How about reading up on what role the capacitor has, before coming with suggestions ?

The capacitor in question sits on the 5V-rail, and therefore the input voltage to the 5V-reg is not important.

// Per.

I have no idea, but I supposed a possible malfunction of the regulator for voltage higher than 12 V

sromeu:
I have no idea, but I supposed a possible malfunction of the regulator for voltage higher than 12 V

The guy that designed the shield put a 6,3V part on a 5V-rail, which is not adequate. He should have put a 10V-rated part on the board instead.

// Per.

Ok, I've just bought a GSM shield and some Googling brought me here. Not what I wanted to find out.

I'm wondering if anyone can offer an explicit solution to those of us who have the shield already. As James points out in his blog post:

There’s really only two options for the board:
Replace the 6.3V Rated Part with a 10V Rated part. This may not be possible given the capacitance value.
Replace the part with a Polymer. Again, limited by the cap value (the largest 6.3V Polymer I know of is 1500µF).

So the two options are neither one apparently very practical given the limitations stated. Is the bottom line that we should simply return our GSM shields and try to get a refund?

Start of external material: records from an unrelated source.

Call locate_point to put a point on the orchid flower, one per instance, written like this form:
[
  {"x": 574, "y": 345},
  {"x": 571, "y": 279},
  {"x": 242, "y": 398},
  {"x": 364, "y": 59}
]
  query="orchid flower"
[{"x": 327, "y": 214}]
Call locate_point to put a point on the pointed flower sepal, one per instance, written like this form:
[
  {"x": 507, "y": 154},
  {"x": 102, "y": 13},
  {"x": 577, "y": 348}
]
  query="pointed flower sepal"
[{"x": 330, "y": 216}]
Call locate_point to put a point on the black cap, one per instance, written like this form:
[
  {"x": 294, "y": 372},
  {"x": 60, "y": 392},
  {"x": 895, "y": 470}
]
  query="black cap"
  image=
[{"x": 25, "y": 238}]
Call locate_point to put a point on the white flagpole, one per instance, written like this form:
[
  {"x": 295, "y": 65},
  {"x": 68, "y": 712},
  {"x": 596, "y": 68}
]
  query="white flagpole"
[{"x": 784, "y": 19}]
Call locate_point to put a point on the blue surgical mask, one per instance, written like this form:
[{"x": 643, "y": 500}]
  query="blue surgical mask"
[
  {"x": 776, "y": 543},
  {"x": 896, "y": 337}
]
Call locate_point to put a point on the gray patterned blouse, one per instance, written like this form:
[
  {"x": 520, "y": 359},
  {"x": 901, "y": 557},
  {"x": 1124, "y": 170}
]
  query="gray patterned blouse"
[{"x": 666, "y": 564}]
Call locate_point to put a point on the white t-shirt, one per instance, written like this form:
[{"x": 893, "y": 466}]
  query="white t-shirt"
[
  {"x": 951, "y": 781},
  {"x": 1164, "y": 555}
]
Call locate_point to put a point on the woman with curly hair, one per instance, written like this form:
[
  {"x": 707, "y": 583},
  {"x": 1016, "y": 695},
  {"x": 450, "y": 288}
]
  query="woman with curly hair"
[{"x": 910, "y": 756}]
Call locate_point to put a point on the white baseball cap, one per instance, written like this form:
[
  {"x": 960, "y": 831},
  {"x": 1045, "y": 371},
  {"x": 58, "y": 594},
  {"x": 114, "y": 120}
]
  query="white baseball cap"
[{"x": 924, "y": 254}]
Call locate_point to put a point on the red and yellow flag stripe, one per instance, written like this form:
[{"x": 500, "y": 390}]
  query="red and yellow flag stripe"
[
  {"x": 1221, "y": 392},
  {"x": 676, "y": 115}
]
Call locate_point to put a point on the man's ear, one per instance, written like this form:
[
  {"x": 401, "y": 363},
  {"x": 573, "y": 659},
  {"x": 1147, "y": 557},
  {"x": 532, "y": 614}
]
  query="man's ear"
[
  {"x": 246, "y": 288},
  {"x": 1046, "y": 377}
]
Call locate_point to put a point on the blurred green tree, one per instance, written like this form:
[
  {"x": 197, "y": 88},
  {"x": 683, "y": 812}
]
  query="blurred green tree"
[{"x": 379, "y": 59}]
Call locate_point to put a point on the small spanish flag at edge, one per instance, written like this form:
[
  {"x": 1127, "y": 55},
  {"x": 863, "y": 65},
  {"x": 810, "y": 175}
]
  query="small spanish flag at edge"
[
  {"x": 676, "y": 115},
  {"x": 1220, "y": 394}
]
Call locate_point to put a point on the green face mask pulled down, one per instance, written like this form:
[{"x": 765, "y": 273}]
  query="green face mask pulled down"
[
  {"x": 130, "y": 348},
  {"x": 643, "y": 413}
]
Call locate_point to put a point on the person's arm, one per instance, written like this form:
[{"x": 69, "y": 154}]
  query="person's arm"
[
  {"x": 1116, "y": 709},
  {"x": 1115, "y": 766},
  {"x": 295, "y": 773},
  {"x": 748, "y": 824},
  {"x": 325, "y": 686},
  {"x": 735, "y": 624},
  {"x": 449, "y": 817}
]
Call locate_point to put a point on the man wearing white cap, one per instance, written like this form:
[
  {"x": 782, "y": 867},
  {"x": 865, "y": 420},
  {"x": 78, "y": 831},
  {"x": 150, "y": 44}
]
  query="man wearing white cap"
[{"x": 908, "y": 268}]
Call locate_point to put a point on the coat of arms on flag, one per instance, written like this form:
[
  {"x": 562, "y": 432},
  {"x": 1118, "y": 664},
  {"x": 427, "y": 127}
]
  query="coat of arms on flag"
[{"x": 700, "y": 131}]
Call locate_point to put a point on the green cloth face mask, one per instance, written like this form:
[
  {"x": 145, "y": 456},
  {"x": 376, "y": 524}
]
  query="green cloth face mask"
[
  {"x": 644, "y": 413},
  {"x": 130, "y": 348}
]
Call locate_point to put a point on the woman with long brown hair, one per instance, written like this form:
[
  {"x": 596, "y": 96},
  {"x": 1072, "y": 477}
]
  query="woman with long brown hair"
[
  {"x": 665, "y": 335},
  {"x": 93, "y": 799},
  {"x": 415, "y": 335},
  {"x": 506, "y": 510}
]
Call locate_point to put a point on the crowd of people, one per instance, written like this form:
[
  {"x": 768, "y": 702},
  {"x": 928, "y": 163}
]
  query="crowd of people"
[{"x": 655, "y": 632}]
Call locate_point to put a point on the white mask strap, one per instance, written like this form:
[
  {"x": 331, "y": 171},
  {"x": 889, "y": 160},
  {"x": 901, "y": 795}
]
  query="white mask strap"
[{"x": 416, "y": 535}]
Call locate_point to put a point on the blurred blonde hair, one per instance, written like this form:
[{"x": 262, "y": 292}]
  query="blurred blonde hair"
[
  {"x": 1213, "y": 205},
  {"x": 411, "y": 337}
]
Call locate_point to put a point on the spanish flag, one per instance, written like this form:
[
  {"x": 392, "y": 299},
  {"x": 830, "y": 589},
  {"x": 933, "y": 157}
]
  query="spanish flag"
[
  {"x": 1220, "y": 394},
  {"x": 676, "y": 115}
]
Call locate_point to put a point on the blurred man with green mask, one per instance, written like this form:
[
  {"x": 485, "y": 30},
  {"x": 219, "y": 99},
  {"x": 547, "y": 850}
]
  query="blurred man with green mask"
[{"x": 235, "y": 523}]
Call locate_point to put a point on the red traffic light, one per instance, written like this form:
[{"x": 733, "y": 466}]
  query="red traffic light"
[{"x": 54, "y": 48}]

Soldering/desoldering is not a problem for me. Is there some reasonable combination of capacitors that could perhaps be installed in parallel somehow? I say reasonable because I don't see much on DigiKey that looks very practical from a size/cost point of view.

There are reams of discussion on this issue in the comments to some of these blog posts but after having pored through it all I don't actually see any specific instructions for correcting the problem that refer to literal part numbers or actual experience with a fix.

LukeZ:
Is there some reasonable combination of capacitors that could perhaps be installed in parallel somehow?

The problem is that for the size available and the capacitance needed, there aren't many options. For the near future, Tantalum capacitors (MnO2 or Polymer) are the most volumetrically efficient options, which is why they stick around.

This is the closest Polymer Part (6.3V is very safe to use on a 5V rail). It's 1500uF instead of 2200uF, but half the ESR and almost half the width:

The downside is that it's a relatively expensive part.

Thanks James, that's exactly what I needed. I was looking for polymer caps on DigiKey but wasn't sure I'd found them; with that part number I was able to find where they were hidden, and actually I see now that "polymer" is an option in their parametric search for tantalum caps.

Well ten bucks is a lot for an SMD cap but the shield cost more than a hundred to begin with, and my truck cost many thousands (that's where this is going), so I'd be losing a lot more that ten bucks if a fire broke out.

Pardon my noob-ness, I don't know much about different capacitor types, just generally what a capacitor does. Is there any reason, other than form factor, that we couldn't use an aluminum electrolytic for this purpose? Certainly you can get very high capacitances at high voltage ratings for very cheap, but maybe there is something about that type that is unsuitable to this purpose.

However we use electrolytics as backups in RC planes for exactly the same sort of situation - current spikes on the main power source (battery) that would cause the receiver to brown out, if not for the capacitor to power the device. This sounds very similar to the description given on the Arduino GSM page for why the orange cap is on the board.

LukeZ:
Pardon my noob-ness, I don't know much about different capacitor types

My job is to educate about capacitors and I meet people who have been engineers for decades who learn something new. So everyone is a noob. Capacitors are the most misunderstood "simple" device.

LukeZ:
Is there any reason, other than form factor, that we couldn't use an aluminum electrolytic for this purpose?

My guess is that for this application, form factor is why an aluminum electrolytic wasn't used. Wet-Lytics generally have a pretty tall height associated with them, so that would mean a non-stackable shield.

The reason for this particular cap is probably because when the GSM radio goes active, it needs a sudden surge of current, which the dry-lytic (tantalum) provides.